October 29, 2020 Media

By this point, you must know how Donald Trump feels about big tech. He loves to use Twitter, as is painfully clear to anyone on social media, but his seemingly near-constant and very public spats with tech company CEOs reveal that he’s no fan of the industry. And indeed, he has oftentimes worked at odds with tech companies–from revamping the H-1B visa system, the nation’s most popular high-skilled guestworker program to threatening to eliminate Section 230, the provision that has allowed social media to avoid liability for what their users post on their platforms.

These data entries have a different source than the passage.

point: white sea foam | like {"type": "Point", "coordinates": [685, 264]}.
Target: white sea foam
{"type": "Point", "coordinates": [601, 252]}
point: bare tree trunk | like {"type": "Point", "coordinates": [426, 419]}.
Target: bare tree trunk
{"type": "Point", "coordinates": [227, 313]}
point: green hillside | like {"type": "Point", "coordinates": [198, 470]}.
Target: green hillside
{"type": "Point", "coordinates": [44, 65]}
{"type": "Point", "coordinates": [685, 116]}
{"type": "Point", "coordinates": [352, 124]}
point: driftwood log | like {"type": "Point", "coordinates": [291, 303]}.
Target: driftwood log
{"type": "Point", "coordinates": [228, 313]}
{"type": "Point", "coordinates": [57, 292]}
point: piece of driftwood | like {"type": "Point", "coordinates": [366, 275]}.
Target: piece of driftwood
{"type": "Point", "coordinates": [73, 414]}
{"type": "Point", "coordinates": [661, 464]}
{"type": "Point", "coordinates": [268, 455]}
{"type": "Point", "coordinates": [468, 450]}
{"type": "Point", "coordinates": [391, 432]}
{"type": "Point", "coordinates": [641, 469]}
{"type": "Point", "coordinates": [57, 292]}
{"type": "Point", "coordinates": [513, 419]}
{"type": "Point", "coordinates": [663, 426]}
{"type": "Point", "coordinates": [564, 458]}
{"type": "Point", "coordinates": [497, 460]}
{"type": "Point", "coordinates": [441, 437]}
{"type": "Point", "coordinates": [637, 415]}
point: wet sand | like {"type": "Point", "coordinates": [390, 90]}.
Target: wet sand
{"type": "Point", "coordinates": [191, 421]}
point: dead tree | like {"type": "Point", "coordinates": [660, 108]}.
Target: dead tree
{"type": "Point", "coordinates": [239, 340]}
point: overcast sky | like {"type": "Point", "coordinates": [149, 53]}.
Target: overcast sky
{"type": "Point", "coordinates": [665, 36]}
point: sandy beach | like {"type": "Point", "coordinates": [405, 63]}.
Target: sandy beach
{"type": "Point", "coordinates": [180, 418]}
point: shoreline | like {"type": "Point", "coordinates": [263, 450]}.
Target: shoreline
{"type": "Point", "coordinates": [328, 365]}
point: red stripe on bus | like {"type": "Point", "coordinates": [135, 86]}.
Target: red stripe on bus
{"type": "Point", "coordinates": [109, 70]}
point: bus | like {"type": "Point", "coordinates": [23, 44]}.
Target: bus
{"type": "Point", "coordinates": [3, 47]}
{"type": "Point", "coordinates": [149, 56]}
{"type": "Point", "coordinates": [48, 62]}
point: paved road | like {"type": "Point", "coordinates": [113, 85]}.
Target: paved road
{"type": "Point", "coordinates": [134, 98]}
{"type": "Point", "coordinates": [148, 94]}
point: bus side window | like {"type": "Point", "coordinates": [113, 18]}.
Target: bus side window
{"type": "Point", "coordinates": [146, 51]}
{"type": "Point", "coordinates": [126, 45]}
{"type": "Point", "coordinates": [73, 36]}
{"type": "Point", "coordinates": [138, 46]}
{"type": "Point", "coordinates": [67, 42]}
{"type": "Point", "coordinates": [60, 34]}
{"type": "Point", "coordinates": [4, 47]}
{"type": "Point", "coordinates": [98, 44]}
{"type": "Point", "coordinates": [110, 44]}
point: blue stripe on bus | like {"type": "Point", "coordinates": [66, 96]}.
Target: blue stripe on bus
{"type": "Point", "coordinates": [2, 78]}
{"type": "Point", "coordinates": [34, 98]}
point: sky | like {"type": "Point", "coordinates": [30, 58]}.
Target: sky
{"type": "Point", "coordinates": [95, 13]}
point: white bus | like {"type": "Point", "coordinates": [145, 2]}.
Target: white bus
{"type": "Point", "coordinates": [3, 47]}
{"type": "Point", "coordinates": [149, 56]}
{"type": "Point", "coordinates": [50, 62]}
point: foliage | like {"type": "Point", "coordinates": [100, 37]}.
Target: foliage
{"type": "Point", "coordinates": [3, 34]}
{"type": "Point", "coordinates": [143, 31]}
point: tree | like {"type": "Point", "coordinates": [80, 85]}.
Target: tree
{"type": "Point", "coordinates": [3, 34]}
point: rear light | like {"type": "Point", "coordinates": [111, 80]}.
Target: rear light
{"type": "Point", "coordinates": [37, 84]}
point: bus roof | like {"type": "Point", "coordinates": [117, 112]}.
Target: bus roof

What’s less clear is how the Democratic challenger Joe Biden would come down on big tech and the potentially anti-competitive behavior that increasingly puts tech bosses in congressional crosshairs. This edited excerpt from “Big,” Matt Stoller’s newsletter should be your guide. 

Meet Joe Biden

As odd as it might sound, Joe Biden does have a populist streak. For example, in 1994, Biden was the chair of the Judiciary Committee overseeing the nomination of Supreme Court nominee Stephen Breyer. Though a Democrat, Breyer was known as extremely favorable to big business, and he was particularly obsessed with cost/benefit analysis in striking down regulations. Biden really let him have it in the hearings, telling Breyer that his views were “presumptuous and elitist,” saying he found it offensive to presume Americans “would change their cultural values if” they knew the true costs. In a later interview, Biden then called Breyer’s ideas “Harvard-ese … that offends me.” Of course, Biden voted for Breyer, showing that his instincts and his political choices don’t always align. But it’s a remarkable, and little noted, nugget from Biden, a genuine chip on his shoulder–a disdain for economic eggheads.

Now the pessimistic take. As a senator, Biden had a fairly orthodox Democratic economic policy framework, often tilting toward Wall Street. This was particularly true for policies like the Bankruptcy Bill in 2005, which Biden supported. That law made it much harder to escape credit card debt, and allowed big banks to take more risk through derivatives. Biden also supported free-trade agreements like NAFTA and the entrance of China to the World Trade Organization. During his time in the Obama White House, he negotiated with Republicans around austerity and tax cuts in ways that progressives did not like, and he helped open the door to Chinese influence over the NBA with some negotiations over film exports.